Tuesday, February 21, 2012

Business School

They say opinions are like assholes (everybody has one) and that talk is cheap.   Both of these cliched witticisms suggest that you should be careful whose advice you take and that people can present their lives in a way which it decidedly is not.  I am very bad at remembering this.   Unfortunately, to my ever-increasing chagrin, I have absolutely no guile.  None.   I don't lie or even really schmooze or embellish, so I assume no one else does either.

 For instance, when I run into a friend from high school who asks me what I'm up to lately, I always say something to the effect of, "I work a X company in Dayton."  When the person follows up by asking, "Do you enjoy that?"  I say, "Well the pay is a joke and the hours are terrible.  But a job's a job."  Here is what I could say; "Oh I am just fantastic.   College was such a blast, I lived in Berlin for a while and traveled all through Europe!  And oh, I also interned in D.C. for a Senator!  And would you believe it, I got a job right out of college.  I live in my own apartment downtown and I bought myself a new car.  It's so nice to be able to completely support myself.
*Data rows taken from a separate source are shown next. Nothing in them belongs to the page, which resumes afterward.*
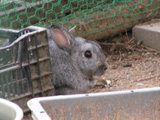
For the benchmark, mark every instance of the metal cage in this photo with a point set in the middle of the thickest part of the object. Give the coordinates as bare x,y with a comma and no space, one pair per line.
25,68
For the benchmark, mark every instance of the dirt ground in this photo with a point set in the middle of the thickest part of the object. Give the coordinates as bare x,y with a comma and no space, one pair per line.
130,66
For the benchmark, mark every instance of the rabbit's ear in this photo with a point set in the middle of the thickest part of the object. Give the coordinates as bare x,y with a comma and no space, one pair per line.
60,38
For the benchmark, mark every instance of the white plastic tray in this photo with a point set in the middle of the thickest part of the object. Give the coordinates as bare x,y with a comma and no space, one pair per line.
10,110
139,104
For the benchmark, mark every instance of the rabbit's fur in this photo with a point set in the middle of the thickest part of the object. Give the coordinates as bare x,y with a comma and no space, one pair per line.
75,61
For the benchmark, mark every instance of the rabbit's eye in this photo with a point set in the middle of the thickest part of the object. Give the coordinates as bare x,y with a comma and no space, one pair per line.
88,54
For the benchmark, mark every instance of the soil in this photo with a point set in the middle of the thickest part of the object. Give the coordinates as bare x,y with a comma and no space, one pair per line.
130,66
135,66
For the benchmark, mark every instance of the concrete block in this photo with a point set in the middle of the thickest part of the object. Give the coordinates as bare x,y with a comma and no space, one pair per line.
149,34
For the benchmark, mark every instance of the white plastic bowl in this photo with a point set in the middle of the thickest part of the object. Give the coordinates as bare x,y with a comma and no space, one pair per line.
139,104
10,110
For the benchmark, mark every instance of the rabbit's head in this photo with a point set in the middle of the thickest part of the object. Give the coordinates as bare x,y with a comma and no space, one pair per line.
87,56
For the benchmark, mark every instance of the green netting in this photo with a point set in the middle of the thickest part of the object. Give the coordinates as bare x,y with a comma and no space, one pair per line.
91,16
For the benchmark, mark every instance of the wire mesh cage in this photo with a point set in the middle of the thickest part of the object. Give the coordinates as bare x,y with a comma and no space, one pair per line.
95,19
25,70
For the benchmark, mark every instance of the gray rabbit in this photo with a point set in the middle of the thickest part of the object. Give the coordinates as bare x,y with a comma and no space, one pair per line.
75,61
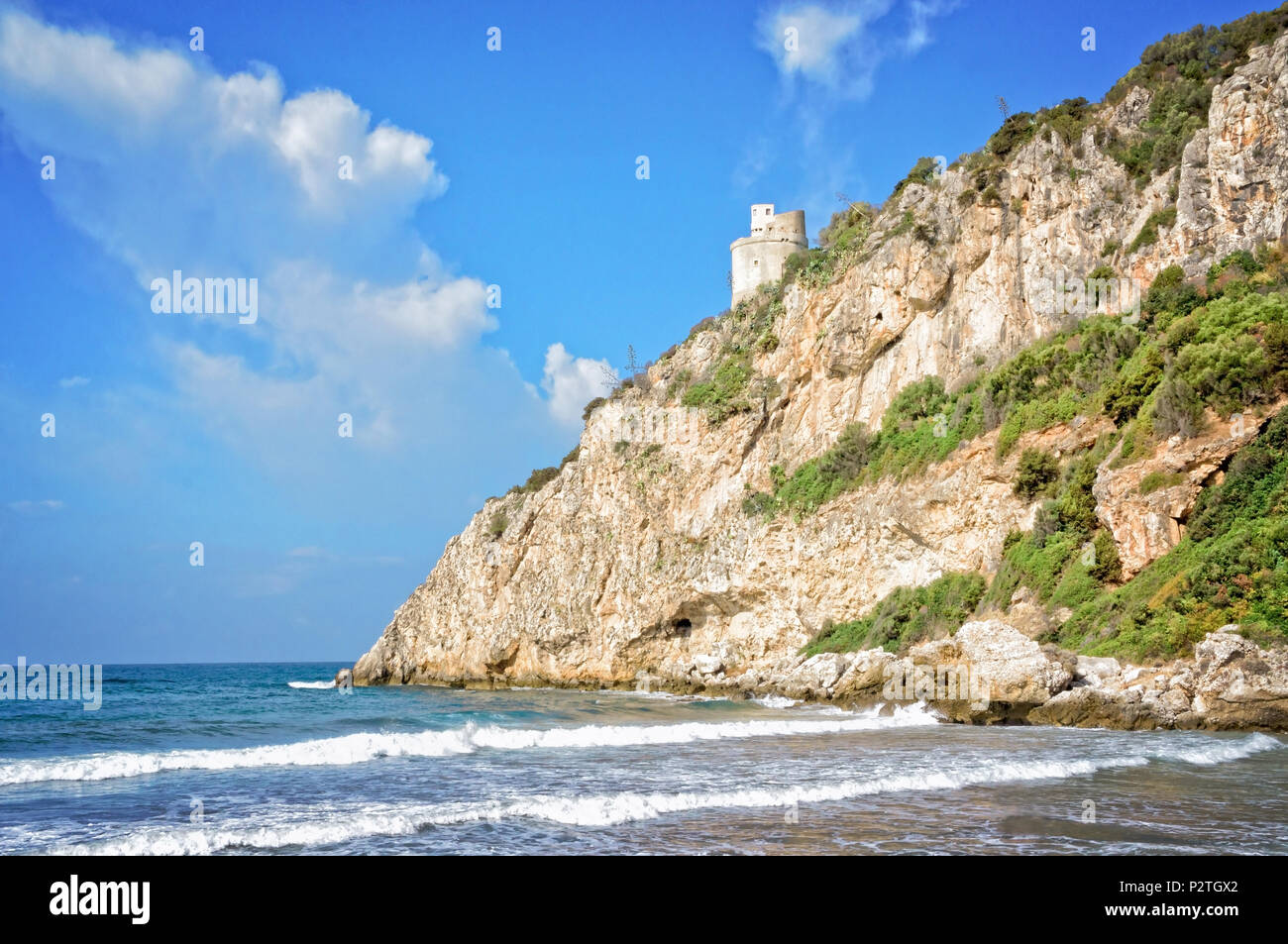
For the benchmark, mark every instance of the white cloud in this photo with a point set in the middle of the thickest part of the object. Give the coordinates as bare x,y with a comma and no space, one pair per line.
572,381
921,12
34,507
833,47
170,165
827,47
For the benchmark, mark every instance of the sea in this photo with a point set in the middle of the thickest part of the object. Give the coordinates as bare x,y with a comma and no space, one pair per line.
274,760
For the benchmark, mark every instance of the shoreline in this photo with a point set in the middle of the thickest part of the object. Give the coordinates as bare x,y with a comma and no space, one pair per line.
1229,684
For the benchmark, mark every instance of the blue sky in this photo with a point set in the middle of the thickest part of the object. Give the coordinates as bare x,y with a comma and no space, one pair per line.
472,168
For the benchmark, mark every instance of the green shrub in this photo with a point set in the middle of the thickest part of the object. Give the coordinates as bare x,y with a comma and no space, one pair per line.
907,616
1232,567
1180,71
536,480
1171,292
1154,480
724,394
922,172
497,526
1035,472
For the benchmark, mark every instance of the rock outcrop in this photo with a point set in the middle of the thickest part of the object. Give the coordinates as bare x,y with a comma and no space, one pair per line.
636,561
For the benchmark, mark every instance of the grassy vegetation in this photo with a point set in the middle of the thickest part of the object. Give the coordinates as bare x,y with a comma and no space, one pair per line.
906,616
497,526
1232,567
1180,72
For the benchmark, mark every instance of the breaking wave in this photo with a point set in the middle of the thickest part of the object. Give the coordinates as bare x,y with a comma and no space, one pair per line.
360,749
330,824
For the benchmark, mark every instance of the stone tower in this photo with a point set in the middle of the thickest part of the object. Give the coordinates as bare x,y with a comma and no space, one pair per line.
759,258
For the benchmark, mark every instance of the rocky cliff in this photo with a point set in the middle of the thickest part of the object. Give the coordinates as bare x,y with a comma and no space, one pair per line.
638,561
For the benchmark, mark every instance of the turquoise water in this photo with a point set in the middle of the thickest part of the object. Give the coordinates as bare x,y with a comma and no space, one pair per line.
237,760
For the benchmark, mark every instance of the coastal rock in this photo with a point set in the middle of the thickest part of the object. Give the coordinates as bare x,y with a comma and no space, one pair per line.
636,557
1091,707
1014,668
1239,684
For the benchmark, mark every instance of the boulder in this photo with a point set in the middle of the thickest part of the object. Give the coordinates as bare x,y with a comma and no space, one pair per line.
1091,707
1017,674
1240,685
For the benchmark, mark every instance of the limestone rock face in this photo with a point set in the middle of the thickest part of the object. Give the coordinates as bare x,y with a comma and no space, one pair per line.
1012,672
636,561
1146,526
1237,684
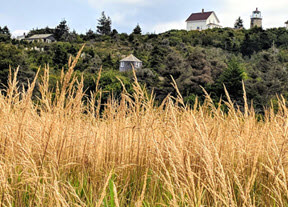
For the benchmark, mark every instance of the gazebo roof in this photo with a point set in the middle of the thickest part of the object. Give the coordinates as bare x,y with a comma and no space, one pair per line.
130,58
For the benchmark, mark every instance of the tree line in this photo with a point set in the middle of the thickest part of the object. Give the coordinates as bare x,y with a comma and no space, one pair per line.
195,59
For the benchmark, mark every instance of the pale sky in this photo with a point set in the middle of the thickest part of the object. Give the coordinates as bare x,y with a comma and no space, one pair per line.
152,15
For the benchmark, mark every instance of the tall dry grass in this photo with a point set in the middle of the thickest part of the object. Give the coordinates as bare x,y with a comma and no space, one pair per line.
61,151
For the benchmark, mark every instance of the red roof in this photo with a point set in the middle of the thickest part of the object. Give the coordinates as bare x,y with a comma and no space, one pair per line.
199,16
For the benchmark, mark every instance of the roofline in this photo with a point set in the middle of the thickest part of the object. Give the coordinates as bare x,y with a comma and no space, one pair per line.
204,19
129,61
216,16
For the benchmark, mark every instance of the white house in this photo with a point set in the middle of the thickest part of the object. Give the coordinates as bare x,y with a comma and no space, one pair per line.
202,21
130,62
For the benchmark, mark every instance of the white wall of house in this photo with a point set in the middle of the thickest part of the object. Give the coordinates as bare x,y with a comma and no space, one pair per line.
196,25
203,24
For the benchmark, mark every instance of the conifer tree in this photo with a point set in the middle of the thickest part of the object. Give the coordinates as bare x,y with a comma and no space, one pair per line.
104,25
61,31
239,24
137,30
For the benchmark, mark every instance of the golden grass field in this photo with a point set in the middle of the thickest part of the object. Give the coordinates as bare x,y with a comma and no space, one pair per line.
59,150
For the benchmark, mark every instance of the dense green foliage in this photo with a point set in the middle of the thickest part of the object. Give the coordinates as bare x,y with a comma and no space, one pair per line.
207,58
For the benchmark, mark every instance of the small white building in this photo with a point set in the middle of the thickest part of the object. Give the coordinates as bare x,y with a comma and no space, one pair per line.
130,62
203,20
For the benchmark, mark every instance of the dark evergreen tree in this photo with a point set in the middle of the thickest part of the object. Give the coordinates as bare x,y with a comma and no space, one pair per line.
5,34
62,31
137,30
239,24
104,25
232,78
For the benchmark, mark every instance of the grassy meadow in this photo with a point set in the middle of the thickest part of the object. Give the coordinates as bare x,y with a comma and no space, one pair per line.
65,149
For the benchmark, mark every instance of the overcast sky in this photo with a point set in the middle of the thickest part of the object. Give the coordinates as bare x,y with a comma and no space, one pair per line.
152,15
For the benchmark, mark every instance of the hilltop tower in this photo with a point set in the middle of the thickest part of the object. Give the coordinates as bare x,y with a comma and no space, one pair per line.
256,19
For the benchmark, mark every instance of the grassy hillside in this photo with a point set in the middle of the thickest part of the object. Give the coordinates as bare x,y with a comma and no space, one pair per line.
60,151
208,58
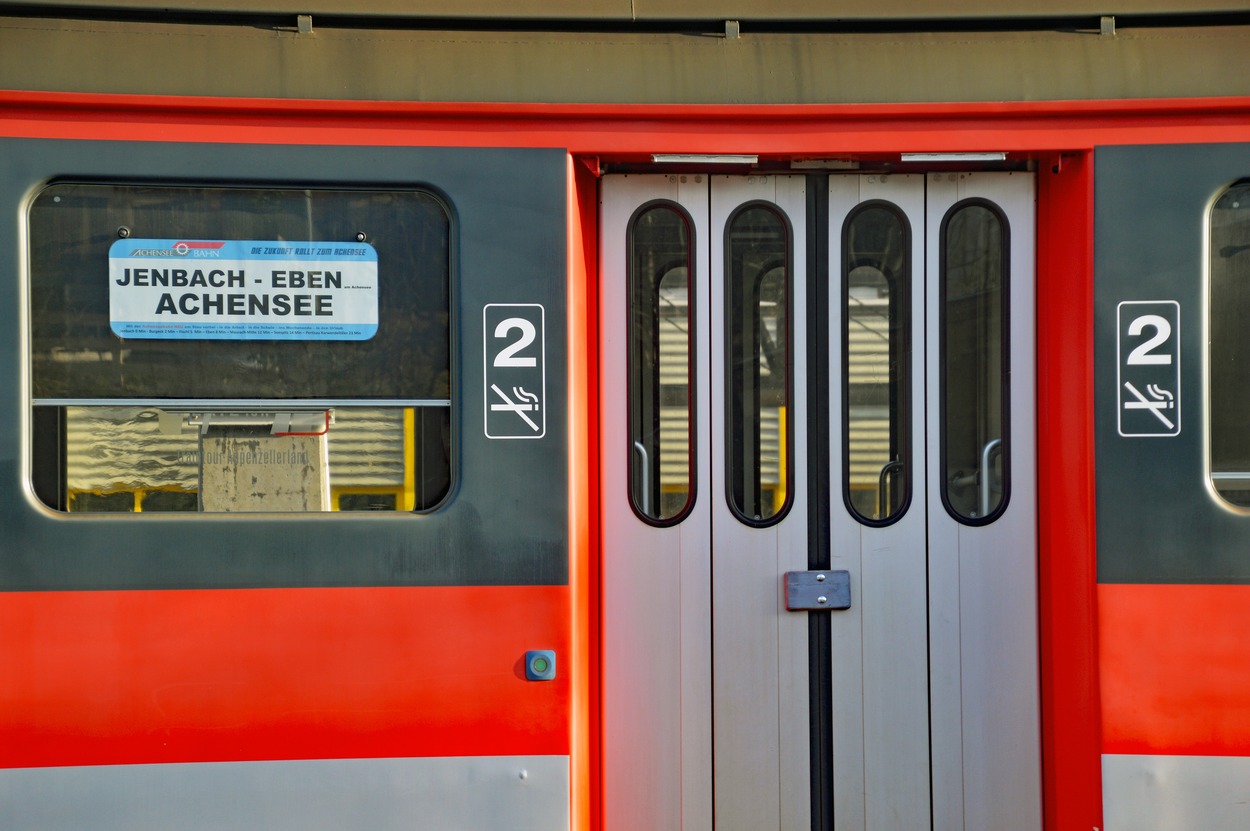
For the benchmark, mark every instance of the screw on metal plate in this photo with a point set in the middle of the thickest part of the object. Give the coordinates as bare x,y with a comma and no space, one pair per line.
818,590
Aren't I fabulous?!"   While none of the preceding was untrue, I will never be able to present my life like this.   Whenever I say something that could be objectively impressive, I always downplay it with, "Yeah, but it wasn't all that glamorous," or "I don't really think I can congratulate myself too much on that.  It's just what's expected of me."  Because that's honestly how I feel.   My father pointed out to me, however, that other people are exaggerating their own fabulousness, and that I am buying it hook, line, and sinker.  And even worse, letting it make me feel inferior.

Recently, I called my father with my weekly sobbing meltdown.  I was complaining about something that happened Friday night.  My parents and I went out to a restaurant in Columbus that one of my Dad's former coworkers owns with her husband.  She sat down and starting talking with us, and then asked me what I was doing and what were my goals.  I told her I was toying with the option of grad school, and when I stated my desired discipline she said, "Well that doesn't make much money, does it?"  Not, do you think you'll enjoy that?  Are you good at that?  Or even, are you excited about it?  Straight to salary.   Which made me feel like seven kinds of shit.   Then she told me I "really must" go to business school in order to be competitive.  Here's the thing about business school--I think it's like thinking for dumb people.  They teach you to reach conclusions which are PAINFULLY intuitive and make "business people" disregard their common sense and all feelings of warmth toward humanity and instead turn people into amounts of money.  That being said, the biggest frat boy idiot jock will probably make three times the highest earning potential in the fields that interest me, so, there is that.   But, I got to thinking, "really, must I go to business school?'

One of Tina Fey's many pearls of wisdom within the book, "Bossypants" is that whenever someone tells you you "really must" do something, it means you don't have to do it.   If you did, it would be obvious enough no one would have to say anything.  So, in reflection, (and through my father's gentle, logical, coaxing) I realized I really don't have to go to business school.  And that's good news, because I would hate it.  It's not a way that I think, and frankly, it's not a kind of knowledge I value.   I almost thought of writing "no offense" after that last line, because it's so deeply engrained in our culture that capitalism and the knowledge of its inner-workings are almost holy, but I disagree and you can choose to be offended if you want.  I know a lot of people who think art is stupid, so whatever, agree to disagree.

Despite my father's reassurances, I just can't shake the feeling that everyone knows something I don't.   I used to laugh at my classmates who chose their majors based on future earning potential.  I felt confident that pursuing my interests with little thought given toward future career plans would lead me to a place that would make me happy.  I'm realizing, however, that those people who said "a liberal arts degree--what the hell are you going to do with that?" the ones I laughed at, may have been right.   It's recently hit me, what the hell am I going to do with that?  And that chaps my ass.   Because while I wouldn't be happy in business school and no amount of money in the future would make it worth wasting years of my life pursing that degree, I also have to admit the lack of security involved with having a liberal arts B.A. doesn't exactly make me thrilled either.

So I do this maudlin soul-searching, what would make me happy, who am I, where do I fit in the universe thing instead.  Sometimes I think I am physiologically programed to be unhappy--that I'm just a grumpy, bitter cynic, and nothing will ever change that.  Other times I think when I think that I'm just on my period.  My point, I guess, if I have one, is that I haven't got it figured out yet.   So if you ask me, I won't tell you I do.   I'm starting to maybe realize a little bit that no one has it figured out, they just are better at hiding it.